Air bubbles in the FPI device can prevent an accurate measurement of the injury magnitude. When air is present in the device, the oscilloscope reading will have many jagged peaks instead of a smooth curve with one peak. The syringe ports can be used to remove any air that enters the device. One way for air to become trapped in the fluid cylinder is after cleaning of the cylinder. This can be minimized by rinsing with a spot remover solution for the dishwasher (e.g., Jet Dry).

Compromised Surgery

During the cranial surgery, the dura can be compromised by the trephination or removal of the bone. When the injury is induced, pressure from the fluid pulse will cause the dura to tear and the brain will herniate through the craniectomy. If the dura is compromised, the injury becomes inconsistent and should be classified as a technical failure. A dura breach will extend the opening of the blood brain barrier and displace neural tissue. Animals with a dura breach should be excluded from any study.
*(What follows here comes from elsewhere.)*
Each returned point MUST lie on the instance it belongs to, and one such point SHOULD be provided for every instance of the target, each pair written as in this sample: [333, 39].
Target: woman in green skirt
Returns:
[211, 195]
When placing the injury hub over the craniectomy, cyanoacrylate gel can spread on to the dura. If the cyanoacrylate incompletely forms a seal, then methyl methacrylate can spread under the injury hub and on to the dura. These substances on the dura will change mechanical properties and alter the injury. Visual inspection is necessary to identify cyanoacrylate gel or methyl methacrylate on the dura, as well as any other obstruction over the injury site, such as a blood clot.